As the security of IoT devices has become more and more of a problem, Visa and Intel are forming an alliance to make payments from those devices more secure and trustworthy.
The partnership has two separate components: adding Visa’s encryption technology to devices that use Intel’s chipsets, and hardware-level device authentication to ensure that payments are coming from approved devices. Many users are now making payments from a variety of devices, including PCs, phones, and even watches. While that’s convenient for users, merchants and payment processors have the added difficulty of finding a way to make sure that those payments are are authentic and authorized.

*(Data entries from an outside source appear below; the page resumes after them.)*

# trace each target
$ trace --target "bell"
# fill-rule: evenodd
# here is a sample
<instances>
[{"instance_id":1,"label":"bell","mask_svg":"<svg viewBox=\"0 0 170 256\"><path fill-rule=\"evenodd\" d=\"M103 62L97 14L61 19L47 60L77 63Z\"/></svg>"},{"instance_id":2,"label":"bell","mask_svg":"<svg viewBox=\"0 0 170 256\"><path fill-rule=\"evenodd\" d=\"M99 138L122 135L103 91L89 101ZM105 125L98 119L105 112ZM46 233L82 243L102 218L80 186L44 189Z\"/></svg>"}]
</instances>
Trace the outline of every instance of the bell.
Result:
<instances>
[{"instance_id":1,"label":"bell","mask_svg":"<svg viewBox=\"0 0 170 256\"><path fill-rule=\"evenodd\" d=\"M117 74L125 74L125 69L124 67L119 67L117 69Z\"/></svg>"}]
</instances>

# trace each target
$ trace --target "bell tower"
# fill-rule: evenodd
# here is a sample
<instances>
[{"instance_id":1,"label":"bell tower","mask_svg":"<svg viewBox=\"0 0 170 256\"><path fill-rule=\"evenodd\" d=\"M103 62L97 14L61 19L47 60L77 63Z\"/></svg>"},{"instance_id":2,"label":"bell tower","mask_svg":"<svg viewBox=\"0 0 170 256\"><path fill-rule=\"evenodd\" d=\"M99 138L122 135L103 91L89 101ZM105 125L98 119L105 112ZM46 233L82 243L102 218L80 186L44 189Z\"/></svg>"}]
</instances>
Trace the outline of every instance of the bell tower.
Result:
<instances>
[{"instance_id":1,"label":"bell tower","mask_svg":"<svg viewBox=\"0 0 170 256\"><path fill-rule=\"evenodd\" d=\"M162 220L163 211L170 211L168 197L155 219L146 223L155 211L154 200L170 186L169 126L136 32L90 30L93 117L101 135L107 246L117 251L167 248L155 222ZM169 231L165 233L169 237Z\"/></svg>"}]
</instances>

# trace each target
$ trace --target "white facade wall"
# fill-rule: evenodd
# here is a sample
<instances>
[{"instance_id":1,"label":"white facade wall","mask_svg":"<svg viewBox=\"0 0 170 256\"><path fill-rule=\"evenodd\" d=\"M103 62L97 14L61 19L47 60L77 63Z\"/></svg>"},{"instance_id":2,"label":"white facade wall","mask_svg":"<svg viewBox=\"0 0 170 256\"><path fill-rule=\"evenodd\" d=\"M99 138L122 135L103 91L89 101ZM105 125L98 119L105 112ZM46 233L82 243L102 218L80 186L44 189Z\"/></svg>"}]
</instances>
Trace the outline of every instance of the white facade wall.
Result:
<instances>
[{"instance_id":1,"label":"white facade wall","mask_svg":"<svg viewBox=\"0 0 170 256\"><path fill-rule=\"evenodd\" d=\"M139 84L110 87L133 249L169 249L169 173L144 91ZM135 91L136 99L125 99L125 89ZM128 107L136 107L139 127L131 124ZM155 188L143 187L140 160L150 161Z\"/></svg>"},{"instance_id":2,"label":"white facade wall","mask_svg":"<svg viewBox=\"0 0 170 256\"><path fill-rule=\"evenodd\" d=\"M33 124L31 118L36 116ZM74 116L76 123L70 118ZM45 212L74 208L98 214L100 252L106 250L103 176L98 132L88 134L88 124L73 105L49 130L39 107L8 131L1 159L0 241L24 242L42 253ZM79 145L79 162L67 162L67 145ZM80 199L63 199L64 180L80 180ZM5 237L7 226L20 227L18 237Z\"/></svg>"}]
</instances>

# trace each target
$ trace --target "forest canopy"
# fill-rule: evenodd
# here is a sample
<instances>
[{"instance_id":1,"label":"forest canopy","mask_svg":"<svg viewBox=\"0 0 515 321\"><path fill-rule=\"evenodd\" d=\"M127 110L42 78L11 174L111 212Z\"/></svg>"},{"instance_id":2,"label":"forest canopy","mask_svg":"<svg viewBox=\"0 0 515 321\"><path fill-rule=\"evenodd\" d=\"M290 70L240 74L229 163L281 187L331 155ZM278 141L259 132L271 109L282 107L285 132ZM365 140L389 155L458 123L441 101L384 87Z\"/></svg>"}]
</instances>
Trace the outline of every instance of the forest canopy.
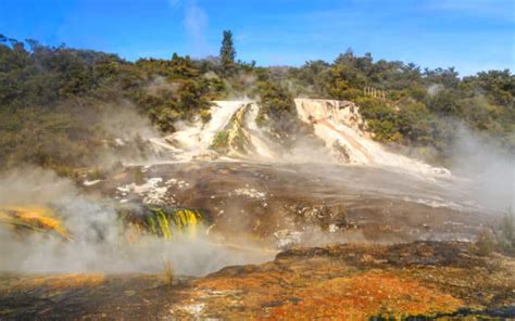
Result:
<instances>
[{"instance_id":1,"label":"forest canopy","mask_svg":"<svg viewBox=\"0 0 515 321\"><path fill-rule=\"evenodd\" d=\"M134 106L159 130L173 132L176 120L208 120L210 101L235 97L261 100L260 118L272 127L291 123L294 97L351 100L376 140L435 151L428 155L434 162L444 163L456 121L515 150L515 76L508 69L460 78L453 67L422 69L351 49L334 62L263 67L236 60L231 37L224 31L216 57L171 53L129 62L0 35L0 162L87 166L109 137L99 127L105 110Z\"/></svg>"}]
</instances>

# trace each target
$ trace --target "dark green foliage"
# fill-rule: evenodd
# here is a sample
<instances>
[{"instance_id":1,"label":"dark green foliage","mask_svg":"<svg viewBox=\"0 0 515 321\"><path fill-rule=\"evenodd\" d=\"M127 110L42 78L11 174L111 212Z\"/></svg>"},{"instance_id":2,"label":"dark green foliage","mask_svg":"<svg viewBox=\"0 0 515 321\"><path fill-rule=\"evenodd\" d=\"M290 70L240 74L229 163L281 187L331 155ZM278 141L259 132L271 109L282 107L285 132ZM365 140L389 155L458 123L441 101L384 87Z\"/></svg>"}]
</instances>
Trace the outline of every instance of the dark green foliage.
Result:
<instances>
[{"instance_id":1,"label":"dark green foliage","mask_svg":"<svg viewBox=\"0 0 515 321\"><path fill-rule=\"evenodd\" d=\"M226 70L230 70L234 67L236 60L236 49L233 41L233 31L230 30L224 30L224 39L222 40L219 59L222 61L222 66Z\"/></svg>"}]
</instances>

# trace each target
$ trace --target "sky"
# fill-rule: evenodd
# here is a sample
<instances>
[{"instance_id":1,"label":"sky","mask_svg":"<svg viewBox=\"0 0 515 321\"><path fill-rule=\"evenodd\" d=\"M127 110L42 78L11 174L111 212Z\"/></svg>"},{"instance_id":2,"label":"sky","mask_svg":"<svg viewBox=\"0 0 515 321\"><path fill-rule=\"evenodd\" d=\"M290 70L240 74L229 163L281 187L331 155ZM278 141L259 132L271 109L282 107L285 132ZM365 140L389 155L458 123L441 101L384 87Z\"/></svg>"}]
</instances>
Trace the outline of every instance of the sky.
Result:
<instances>
[{"instance_id":1,"label":"sky","mask_svg":"<svg viewBox=\"0 0 515 321\"><path fill-rule=\"evenodd\" d=\"M375 60L462 76L515 69L514 0L0 0L0 34L139 57L217 55L233 30L259 65Z\"/></svg>"}]
</instances>

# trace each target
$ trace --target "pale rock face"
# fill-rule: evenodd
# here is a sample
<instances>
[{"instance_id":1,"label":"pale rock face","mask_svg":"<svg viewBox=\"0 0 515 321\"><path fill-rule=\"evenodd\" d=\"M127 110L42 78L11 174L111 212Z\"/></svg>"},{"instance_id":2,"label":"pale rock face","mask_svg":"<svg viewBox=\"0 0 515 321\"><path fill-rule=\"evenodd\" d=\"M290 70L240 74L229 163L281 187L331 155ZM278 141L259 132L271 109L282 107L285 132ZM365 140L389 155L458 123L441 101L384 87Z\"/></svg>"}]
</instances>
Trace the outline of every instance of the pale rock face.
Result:
<instances>
[{"instance_id":1,"label":"pale rock face","mask_svg":"<svg viewBox=\"0 0 515 321\"><path fill-rule=\"evenodd\" d=\"M360 107L352 102L296 99L294 103L299 119L313 127L314 134L325 145L323 152L329 155L331 163L388 167L424 177L450 175L444 168L435 168L420 160L387 151L366 131L366 123L360 114ZM214 101L208 123L198 119L176 124L178 130L165 138L169 144L168 150L173 151L175 162L219 158L234 162L293 162L296 157L285 157L285 154L288 155L285 146L266 129L258 126L255 119L259 112L260 105L250 100ZM213 149L216 136L222 131L226 137L224 152ZM305 155L294 162L316 163L325 157L318 158Z\"/></svg>"},{"instance_id":2,"label":"pale rock face","mask_svg":"<svg viewBox=\"0 0 515 321\"><path fill-rule=\"evenodd\" d=\"M301 120L313 125L315 134L336 158L343 151L349 164L391 167L430 176L450 175L444 168L386 151L366 132L360 107L352 102L297 99L296 106Z\"/></svg>"}]
</instances>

The collaboration between Visa and Intel will provide encryption technology on embedded devices and allow the Intel chips to serve as a root of trust for those devices. Payment data will be encrypted before it’s sent to merchants for processing, making it useless for attackers who may be able to grab it during transmission.
“The rise of connected devices will rapidly expand the platforms we use to shop and pay. It will also open up new entry points for hackers,” Mark Nelsen, senior vice president of risk and authentication products at Visa, said in a statement. “Tackling this security challenge requires a new level of coordination between players in payments, technology and computing. Working with Intel, we’re ensuring that the next generation of payment devices have security hardwired at the ground level.”

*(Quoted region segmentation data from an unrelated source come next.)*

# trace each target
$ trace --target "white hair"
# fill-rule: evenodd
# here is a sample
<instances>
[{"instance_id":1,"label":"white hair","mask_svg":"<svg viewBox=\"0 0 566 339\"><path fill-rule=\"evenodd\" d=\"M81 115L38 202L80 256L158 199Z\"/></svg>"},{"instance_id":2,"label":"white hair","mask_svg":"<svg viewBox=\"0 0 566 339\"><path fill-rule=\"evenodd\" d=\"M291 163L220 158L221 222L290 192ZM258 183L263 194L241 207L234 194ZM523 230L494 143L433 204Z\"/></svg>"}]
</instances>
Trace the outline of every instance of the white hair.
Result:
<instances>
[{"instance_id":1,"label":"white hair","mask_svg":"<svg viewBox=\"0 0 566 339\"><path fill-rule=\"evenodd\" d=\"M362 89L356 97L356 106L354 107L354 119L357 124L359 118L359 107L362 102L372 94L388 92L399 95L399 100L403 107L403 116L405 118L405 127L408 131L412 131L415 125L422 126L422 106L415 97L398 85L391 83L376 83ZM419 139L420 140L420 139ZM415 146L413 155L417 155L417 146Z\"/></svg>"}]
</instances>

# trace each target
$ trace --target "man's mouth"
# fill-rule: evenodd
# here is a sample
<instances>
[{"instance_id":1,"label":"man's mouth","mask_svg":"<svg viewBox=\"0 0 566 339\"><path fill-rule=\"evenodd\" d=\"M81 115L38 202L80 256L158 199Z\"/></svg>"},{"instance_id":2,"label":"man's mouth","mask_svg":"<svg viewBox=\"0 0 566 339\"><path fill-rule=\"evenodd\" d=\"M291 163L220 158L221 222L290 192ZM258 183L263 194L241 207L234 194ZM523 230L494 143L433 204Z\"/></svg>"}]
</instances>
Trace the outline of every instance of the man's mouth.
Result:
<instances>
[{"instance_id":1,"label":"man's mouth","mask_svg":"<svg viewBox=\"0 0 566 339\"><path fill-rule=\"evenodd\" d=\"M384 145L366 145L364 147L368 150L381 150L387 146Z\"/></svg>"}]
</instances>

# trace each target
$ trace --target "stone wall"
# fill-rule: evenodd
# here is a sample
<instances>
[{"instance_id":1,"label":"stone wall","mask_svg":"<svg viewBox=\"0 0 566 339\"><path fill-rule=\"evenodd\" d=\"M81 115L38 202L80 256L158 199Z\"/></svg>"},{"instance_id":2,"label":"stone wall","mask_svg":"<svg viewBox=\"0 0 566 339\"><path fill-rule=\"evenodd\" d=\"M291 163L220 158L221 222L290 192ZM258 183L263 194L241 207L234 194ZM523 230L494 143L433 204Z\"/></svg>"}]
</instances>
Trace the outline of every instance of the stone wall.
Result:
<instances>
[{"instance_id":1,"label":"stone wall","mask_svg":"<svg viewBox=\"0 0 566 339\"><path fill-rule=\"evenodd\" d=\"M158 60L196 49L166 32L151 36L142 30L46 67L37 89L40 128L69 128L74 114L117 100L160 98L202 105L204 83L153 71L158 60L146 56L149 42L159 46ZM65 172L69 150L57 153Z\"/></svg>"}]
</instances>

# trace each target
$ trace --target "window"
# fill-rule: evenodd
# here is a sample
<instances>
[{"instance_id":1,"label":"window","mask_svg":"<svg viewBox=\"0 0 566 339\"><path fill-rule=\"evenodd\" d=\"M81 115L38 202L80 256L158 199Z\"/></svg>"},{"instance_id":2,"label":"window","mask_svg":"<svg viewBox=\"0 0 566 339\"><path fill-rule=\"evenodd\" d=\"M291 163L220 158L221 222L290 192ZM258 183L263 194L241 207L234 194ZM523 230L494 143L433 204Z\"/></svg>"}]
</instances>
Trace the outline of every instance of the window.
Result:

In addition to the encryption capability, Visa and Intel plan to use their partnership to help identify trusted devices during payment transactions. The hardware-level scheme will attach a device-specific code to each PC, phone, or other device, which card issuers can use as a component in the process of deciding whether to approve a transaction. That technology will be embedded in Intel’s 7th Gen Intel Core systems.
In a relatively short period of time, payments have moved from person-to-person transactions to mainly device-to-device interactions, making authentication and authorization a much more challenging process. Hardware-based authentication and security can help address these problems by taking weak software out of the equation.